As if the assaults were not enough, a bizarre thing is happening now. Washington is yet again exporting a commodity – democracy to the Middle East. On their way out are some desperado dictators like Saddam Hussein & Co. Originally, the GI Joes wandered into Iraq from the desert to ferret out weapons of mass destruction, which they were convinced were there. And when there was none to be found, the neocons’ (new conservatives) strategies flip-flopped all over the place.
This brings the above-mentioned wordsmiths into the picture. Look to the pro-US journalists to find the same rabidity of Donald Rumsfeld and Dick Cheney.
There is Mark Steyn – a particular favourite of mine who writes for The Spectator. Mark usually says it like it is. He penned this hilarious article titled ‘The Snakes of Araby’, which had some hard-hitting truths about every American administration having been in bed with the Saudi royal family because an indecent amount of oil was involved. So, when such a gifted journalist sides with George W Bush's Middle East policies (and you see every weekly issue of this magazine carrying Mark’s articles praising Bush Jr) one starts wondering if the man’s judgment is still alright.
After months of reading Mark’s outpourings, I was tempted to write to the editor of the magazine and tick Mark off - which I did. This is what I told him: Being Indian, I was not able to explore the whole of the state of Kashmir, which belongs to my country, where a proxy war with Pakistan is on. People are killed there as a matter of routine. If America sets the standard, then we had every right to look at all our options to see if pushing Pakistan completely out of Kashmir is an alternative. But neocon sermons tell us how not “to engage” Pakistan in anything but talks. So, why didn’t talking work for America? Georgie and his father had enough of ticking off Saddam Hussein for 13 years. Till then, Saddam had his killing spree in Iran for 9 years. I guess the Americans only woke up when those hostages were held at their embassy in Teheran.
So when Indians die, we are to persevere and bear it. When 3,000 odd Americans died when the two towers collapsed, naturally everyone across the world felt for their families. A year later, the wives of the men who died, who were pregnant then, had posed with their newborn babies. There was a feeling of renewal and moving on. But the American President is hell bent on milking it for all its worth.
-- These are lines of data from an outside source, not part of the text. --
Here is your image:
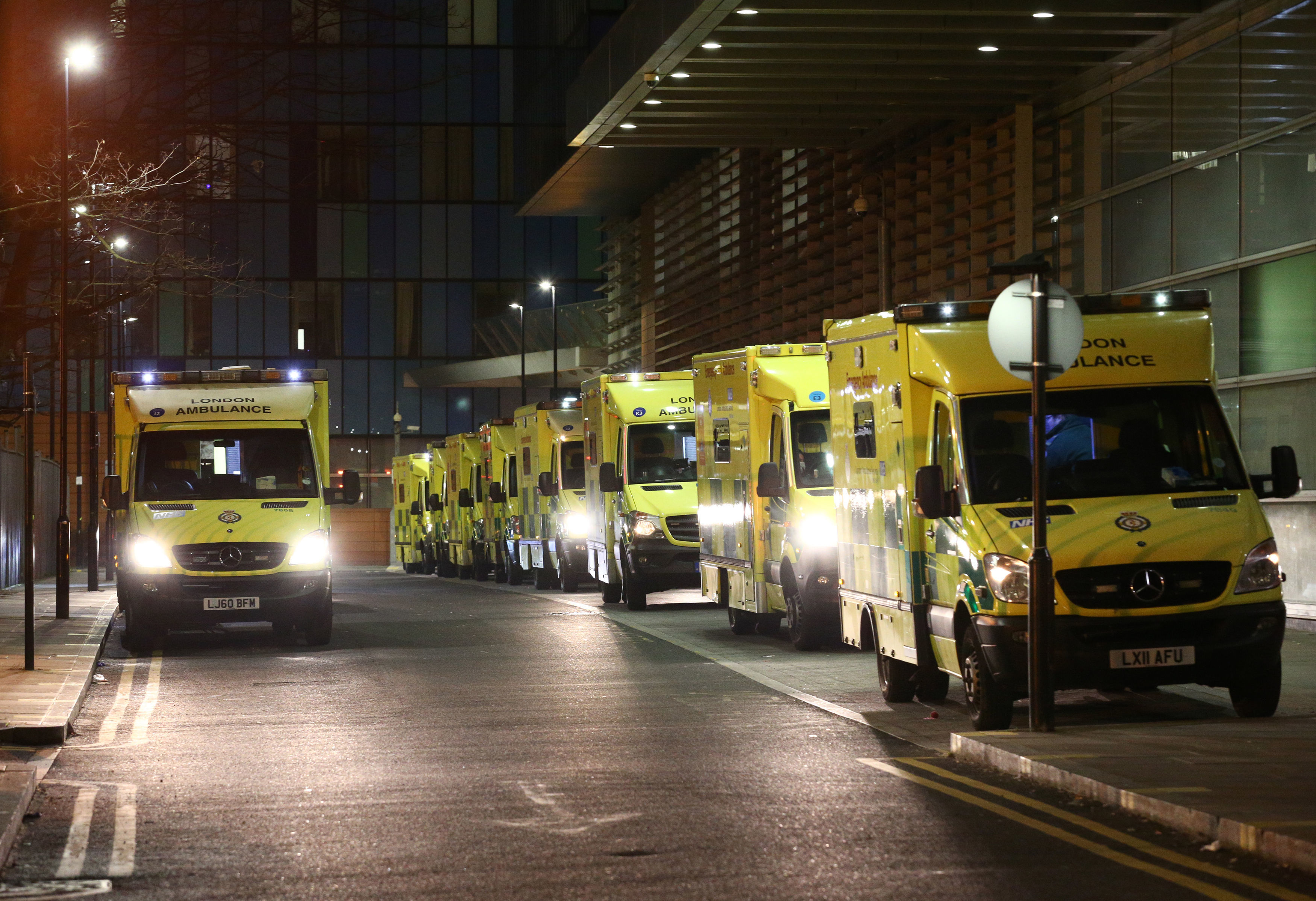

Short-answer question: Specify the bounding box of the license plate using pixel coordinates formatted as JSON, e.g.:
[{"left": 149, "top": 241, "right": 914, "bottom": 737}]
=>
[
  {"left": 1111, "top": 646, "right": 1198, "bottom": 669},
  {"left": 202, "top": 597, "right": 261, "bottom": 610}
]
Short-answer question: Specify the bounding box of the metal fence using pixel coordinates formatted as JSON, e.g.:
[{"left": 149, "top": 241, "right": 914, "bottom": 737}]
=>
[{"left": 0, "top": 450, "right": 59, "bottom": 588}]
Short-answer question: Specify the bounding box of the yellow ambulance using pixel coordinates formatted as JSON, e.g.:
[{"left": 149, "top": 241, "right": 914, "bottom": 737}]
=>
[
  {"left": 581, "top": 369, "right": 699, "bottom": 610},
  {"left": 392, "top": 453, "right": 434, "bottom": 576},
  {"left": 824, "top": 291, "right": 1299, "bottom": 729},
  {"left": 507, "top": 398, "right": 588, "bottom": 592},
  {"left": 694, "top": 345, "right": 841, "bottom": 650},
  {"left": 475, "top": 418, "right": 516, "bottom": 581},
  {"left": 102, "top": 366, "right": 361, "bottom": 650}
]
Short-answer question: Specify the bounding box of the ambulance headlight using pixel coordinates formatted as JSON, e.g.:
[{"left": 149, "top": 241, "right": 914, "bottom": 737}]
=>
[
  {"left": 128, "top": 535, "right": 174, "bottom": 569},
  {"left": 800, "top": 516, "right": 836, "bottom": 547},
  {"left": 631, "top": 513, "right": 658, "bottom": 538},
  {"left": 1234, "top": 538, "right": 1279, "bottom": 595},
  {"left": 983, "top": 554, "right": 1028, "bottom": 604},
  {"left": 288, "top": 529, "right": 329, "bottom": 566}
]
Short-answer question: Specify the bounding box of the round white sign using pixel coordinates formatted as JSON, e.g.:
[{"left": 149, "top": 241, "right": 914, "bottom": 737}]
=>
[{"left": 987, "top": 279, "right": 1083, "bottom": 382}]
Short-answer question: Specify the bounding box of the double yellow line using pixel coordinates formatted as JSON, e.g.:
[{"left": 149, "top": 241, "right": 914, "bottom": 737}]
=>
[{"left": 860, "top": 758, "right": 1316, "bottom": 901}]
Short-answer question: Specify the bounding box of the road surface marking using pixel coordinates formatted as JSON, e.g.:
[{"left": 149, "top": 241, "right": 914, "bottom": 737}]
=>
[
  {"left": 105, "top": 784, "right": 137, "bottom": 876},
  {"left": 892, "top": 758, "right": 1312, "bottom": 901},
  {"left": 133, "top": 651, "right": 165, "bottom": 745},
  {"left": 858, "top": 758, "right": 1246, "bottom": 901},
  {"left": 52, "top": 781, "right": 100, "bottom": 879},
  {"left": 494, "top": 781, "right": 640, "bottom": 835}
]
The American administration has one set of rules for themselves and another for the rest of the world. They don’t subscribe to what they preach to others, and what is taken for granted from others.
The world had and continues to have sympathy for the bereaved people, lost in senseless acts of violence. The same goes for those who died in the WTC attack. It’s a shame that President George W Bush is tarnishing their memory by visiting vengeance on people who had no connections whatsoever with Osama bin Laden or the al Qaeda. Innocent blood has been shed in Iraq, just because of one act of terrorism on US soil. The previous one had led the US straight into the Second World War.
Like everyone else, I did mourn the tragedy of Sept 11, only because lives were lost for no sensible reason. Otherwise why would I give a damn about Manhattan’s skyline? This gung-ho ‘war’ is being fought for all the wrong reasons:
1. American prestige.
2. America’s ode to capitalism – the World Trade Center towers were felled. So prime real estate damaged.
3. Special forces are still wondering whether Osama bin Laden and gang are dead. So Iraq diverts attention.
4. Oil and the rebuilding contracts.
5. George W Bush needed something to do in his tenure at the Oval office and Sept 11 gave him an opportunity.
WMDs never really figured in the neocon scheme of things. So there, Mark.